For Martínez is no Borges, and this crime thriller – if a culturally embedded gambit on the high-wire separating reality from illusion that can be stretched so taut in a country like Argentina – is proudly contemporary, even if it poses old-fashioned philosophical questions and Borges himself did say that it smacks of fiction that Buenos Aires, where this tale is woven, was ever founded.
This is not intended as a criticism of this carefully structured and original work, which achieves a rich and very real tension, nor is it a particularly important observation. For Argentine writing has come a million miles since the old man laboured between the racks at the Biblioteca Nacional (see Cecilia Szperling’s article in this edition) and ignorant comparisons such as that of the Independent are merely the meat and veg of unimaginative journalists still trapped in an Oxbridge timewarp.

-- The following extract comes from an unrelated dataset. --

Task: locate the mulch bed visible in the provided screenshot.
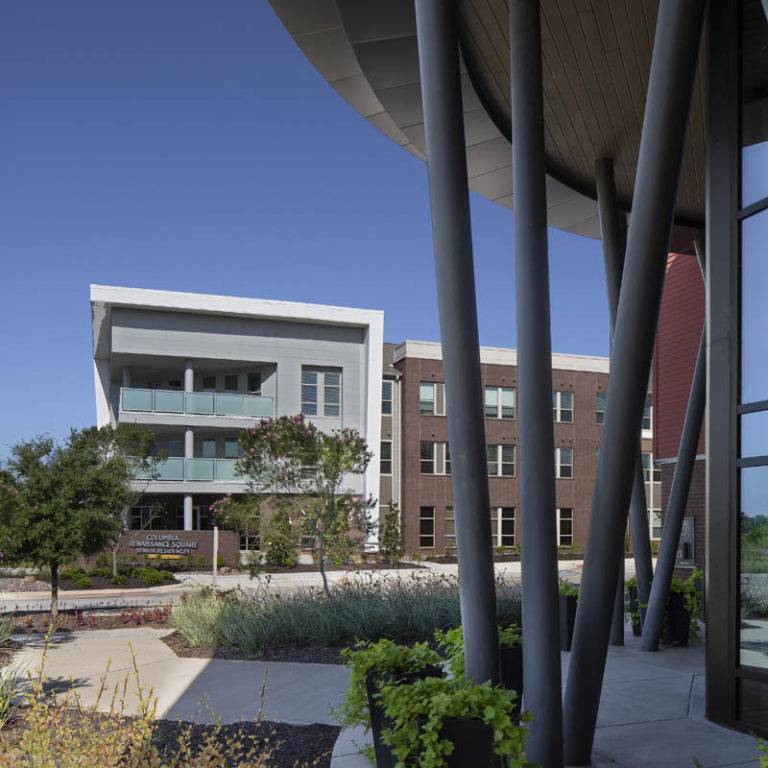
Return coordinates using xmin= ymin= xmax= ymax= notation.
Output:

Nonetheless, Martínez, a mathematician by academic trade, is one of the most successful writers of his generation, and clearly has a great admiration for the giant of Argentine letters, offering in Borges y la matemática (Planeta, 2003), for example, a dissection of how he uses abstraction and logic in his stories.
Pared-down Buenos Aires
Set in the restricted, pared-down Buenos Aires of writers who spend much of their lives indoors, The Book of Murder tells the story of a mysterious series of deaths of individuals close to Luciana, an increasingly troubled typist serving the needs of rival novelists.
The tedium of the writers’ lives make her secretarial skills less alluring than her young body, and it is through the frustrated desire of the older scribe, Kloster, that she becomes the apparent focus of a deadly plot derived from biblical lore to kill all those near and dear to her.
Narrated by the other, unnamed writer, ten years on from his initial encounter with her, The Book of Murder explores several themes – from the godly power of the novelist and the lethal cannibalism of writers to the false prophecy of the printed word. Telling references to Henry James and the Schofield study bible suggest that perception and judgement are forces that the author believes exercise irresistible power over the imagination to such an extent that it can bend consciousness itself. A sympathy for randomness and conjecture suggest a mathematician at work, pondering the fatal interaction of order and chaos.
By the end we remain unsure of Kloster’s guilt, as we should. But Martinéz leaves us in awe of his power to convince, and his potential as a calculating killer: if words could kill, then Kloster could well be the worst of assassins. If only he would turn his attention to the literary critics of The Independent.